Sonunda Rüveyda adına mektuplar almaya başladığımı ilan ediyorum. Fena da olmadı. Zira Murat,.Rüveyda'sının siluetini,ruh tuvaline zaten çiz(e)miyor,çizmiyordu. Soyut (müşahhas) birine atfen mektup yazmanın,güçlüğü izahtan vareste. ( Rüveyda bana, aşk dışında, kadim Türkçe kelimeleri de hatırlatmaya başladı. Kadim,eski Türkçe,Osmanlıca...demişken, meşhur şair bir kadın tanımıştım bir zamanlar, telefonla konuşmak kısmet olmuştu,bir kaç kez.

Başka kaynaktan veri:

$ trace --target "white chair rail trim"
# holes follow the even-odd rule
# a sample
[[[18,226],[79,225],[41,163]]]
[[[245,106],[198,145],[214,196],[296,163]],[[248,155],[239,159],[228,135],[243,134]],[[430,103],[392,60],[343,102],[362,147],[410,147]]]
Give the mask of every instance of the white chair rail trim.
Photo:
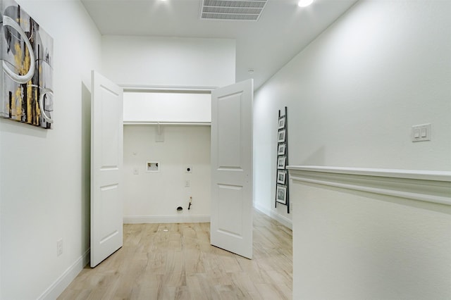
[[[451,205],[451,172],[288,165],[290,179]]]

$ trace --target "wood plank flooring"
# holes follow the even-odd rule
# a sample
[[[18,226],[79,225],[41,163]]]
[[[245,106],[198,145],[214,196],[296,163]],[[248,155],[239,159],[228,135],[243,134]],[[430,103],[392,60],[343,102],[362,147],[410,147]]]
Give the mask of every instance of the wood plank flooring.
[[[254,258],[210,245],[209,223],[125,224],[124,244],[58,298],[291,299],[292,231],[254,212]]]

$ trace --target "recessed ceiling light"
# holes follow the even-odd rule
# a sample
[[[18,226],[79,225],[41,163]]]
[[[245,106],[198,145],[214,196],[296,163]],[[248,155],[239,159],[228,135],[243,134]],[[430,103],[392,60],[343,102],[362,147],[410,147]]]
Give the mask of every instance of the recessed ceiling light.
[[[308,6],[313,3],[313,0],[299,0],[297,6],[299,7]]]

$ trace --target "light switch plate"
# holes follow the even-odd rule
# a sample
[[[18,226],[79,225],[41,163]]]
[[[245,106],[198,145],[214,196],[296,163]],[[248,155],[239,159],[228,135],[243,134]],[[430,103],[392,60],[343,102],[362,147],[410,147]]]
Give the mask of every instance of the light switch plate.
[[[432,137],[431,123],[412,126],[410,137],[412,142],[430,141]]]

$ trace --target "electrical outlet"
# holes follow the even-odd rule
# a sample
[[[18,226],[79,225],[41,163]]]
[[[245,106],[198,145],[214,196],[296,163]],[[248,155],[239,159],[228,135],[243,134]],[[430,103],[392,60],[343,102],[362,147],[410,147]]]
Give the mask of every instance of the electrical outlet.
[[[410,138],[412,142],[430,141],[431,139],[432,128],[431,123],[414,125],[412,127]]]
[[[63,254],[63,239],[56,241],[56,256]]]

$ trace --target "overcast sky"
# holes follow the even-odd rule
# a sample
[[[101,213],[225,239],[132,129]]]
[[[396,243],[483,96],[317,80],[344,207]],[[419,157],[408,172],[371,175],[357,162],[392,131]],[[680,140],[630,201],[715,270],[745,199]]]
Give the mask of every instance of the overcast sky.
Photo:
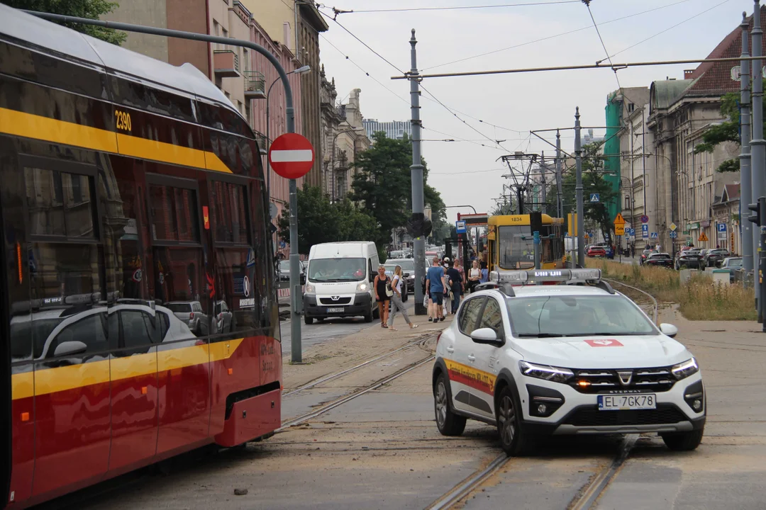
[[[412,28],[417,31],[418,41],[417,65],[425,73],[589,64],[604,58],[588,8],[579,0],[332,0],[325,5],[361,11],[532,2],[551,5],[355,12],[339,15],[338,21],[404,70],[410,69],[408,41]],[[614,63],[703,58],[737,28],[742,11],[749,15],[752,8],[753,2],[749,0],[591,2],[607,50],[610,54],[619,54],[614,57]],[[330,11],[329,8],[323,11]],[[607,23],[631,15],[637,15]],[[391,76],[398,74],[392,67],[337,24],[329,23],[329,31],[320,37],[321,60],[328,79],[335,77],[339,98],[345,102],[349,93],[359,88],[362,113],[365,118],[381,122],[409,119],[408,82],[391,80]],[[583,30],[552,37],[577,29]],[[532,42],[545,37],[552,38]],[[524,43],[529,44],[447,63]],[[619,71],[617,77],[624,87],[649,86],[652,81],[667,76],[683,79],[685,68],[696,67],[629,68]],[[574,125],[575,106],[580,107],[584,126],[605,125],[606,98],[617,89],[614,73],[609,70],[434,78],[424,80],[423,85],[467,123],[426,99],[427,93],[424,92],[421,119],[426,130],[423,138],[463,138],[473,142],[424,142],[423,154],[430,171],[428,181],[441,193],[447,206],[468,203],[479,212],[489,212],[494,206],[493,198],[502,193],[506,181],[501,176],[506,172],[501,162],[496,161],[498,158],[513,151],[545,151],[546,157],[553,156],[553,148],[530,138],[529,130]],[[594,134],[603,135],[604,130],[596,130]],[[573,135],[571,131],[562,132],[562,149],[573,149]],[[555,141],[555,134],[548,135],[552,141]],[[488,138],[506,140],[502,142],[504,148]],[[483,147],[481,143],[489,147]],[[447,210],[450,221],[454,221],[458,210]]]

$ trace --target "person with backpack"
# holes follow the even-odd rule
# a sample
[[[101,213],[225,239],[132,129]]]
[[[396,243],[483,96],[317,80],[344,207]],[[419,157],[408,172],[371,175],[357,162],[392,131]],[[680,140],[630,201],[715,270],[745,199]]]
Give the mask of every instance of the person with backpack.
[[[428,307],[428,322],[444,320],[444,268],[439,265],[439,258],[434,257],[433,265],[426,272],[426,291],[430,297]],[[433,319],[431,318],[433,317]]]

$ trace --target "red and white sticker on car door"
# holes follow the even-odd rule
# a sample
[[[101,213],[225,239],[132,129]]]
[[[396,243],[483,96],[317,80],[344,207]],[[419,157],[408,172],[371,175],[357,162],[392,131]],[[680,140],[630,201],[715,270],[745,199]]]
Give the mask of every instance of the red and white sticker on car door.
[[[624,347],[618,340],[599,338],[595,340],[585,340],[585,343],[591,347]]]

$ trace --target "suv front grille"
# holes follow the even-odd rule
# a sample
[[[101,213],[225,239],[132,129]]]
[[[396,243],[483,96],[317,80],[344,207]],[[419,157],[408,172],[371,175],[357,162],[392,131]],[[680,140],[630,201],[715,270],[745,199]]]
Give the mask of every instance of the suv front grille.
[[[659,404],[656,409],[599,411],[597,405],[578,408],[564,421],[575,427],[662,425],[689,420],[672,404]]]
[[[658,393],[667,391],[676,384],[670,368],[625,369],[611,370],[594,369],[574,370],[569,385],[580,393]],[[624,384],[626,372],[632,372],[628,384]],[[620,374],[623,374],[620,379]]]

Takip ediyorsa, kendisine buradan selamlar,sevgiler.
İnanın kendimi devr-i Osmanlı'da, başımda fes ile bu zengin Türkçesi ile,pek de kibar konuşan bu derin hanımefendiyle, ''Kâtibimin setresi uzun'' zamanlarda sandalda kürek çektiğimi sanmıştım.
''Eskimeyen '' ama kasıtlı eskitilen,uydurukçaya kurban edilerek, başka bir ruha maya için kullanıma sürülen günümüz Türkçesinin basitliğini bir kez daha yaşamıştım.
Oysa kullanılan lisan, ruh dünyamıza ya letafet,zenginlik,nezafet katar, ya da aksini...Konu (bahis) uzun.
Rüveyda adına gelen ve gelecek mektupları da burada saklayacak,onlardan da ilham alarak,mümkün olduğu kadar, ( ruh iklimim ile alakalı olarak) seriye devam edeceğim inşallah. Yazan, okuyan herkese bir kez daha teşekkürlerimi sunuyorum.
Gelen mektuplara geliş sırasına göre, aşağıda yer verdim. Hele Kürtçe kelimeler ile bir başka lezzetli olmuş. Ve en sonda iki okurun Rüveyda konusunda, farklı ilginç tartışması...
Bugün hicri 1 Muharrem 1439, yani biz Müslümanların yeni yılı; mübarek olsun,hayırlara vesile olsun,kutlu olsun efendim.
''Ah benim heybetli dağım!
Ben sana vurgun bir kevok, sen bana küskün bir baz... nasıl diner bu hasret, kalbim ellerine sığmaz...
Zirvende uctuğum yeter, ya beni parçala akıt kanımı, yada bu evsiz kevoku bağrına bas...
Kevok (güvercin)
Baz ( şahin) demek. ''
***
''Beni çok sevmelisin....
Ne kadar da uzaktım sevimli çocuk parklarından, içimde on çocuğu barındıracak kadar çocuktum oysa. Bir liseli edasıyla sevebilir mağrur bir aşık gibi terk edebilirdim ürkek sevgiliyi....
Görkemli aşklara inat hoyrat yaşadım aşksız, belki bundandır bu mecburiyetin, beni sevmek sana ağır gelmemeli oysaki...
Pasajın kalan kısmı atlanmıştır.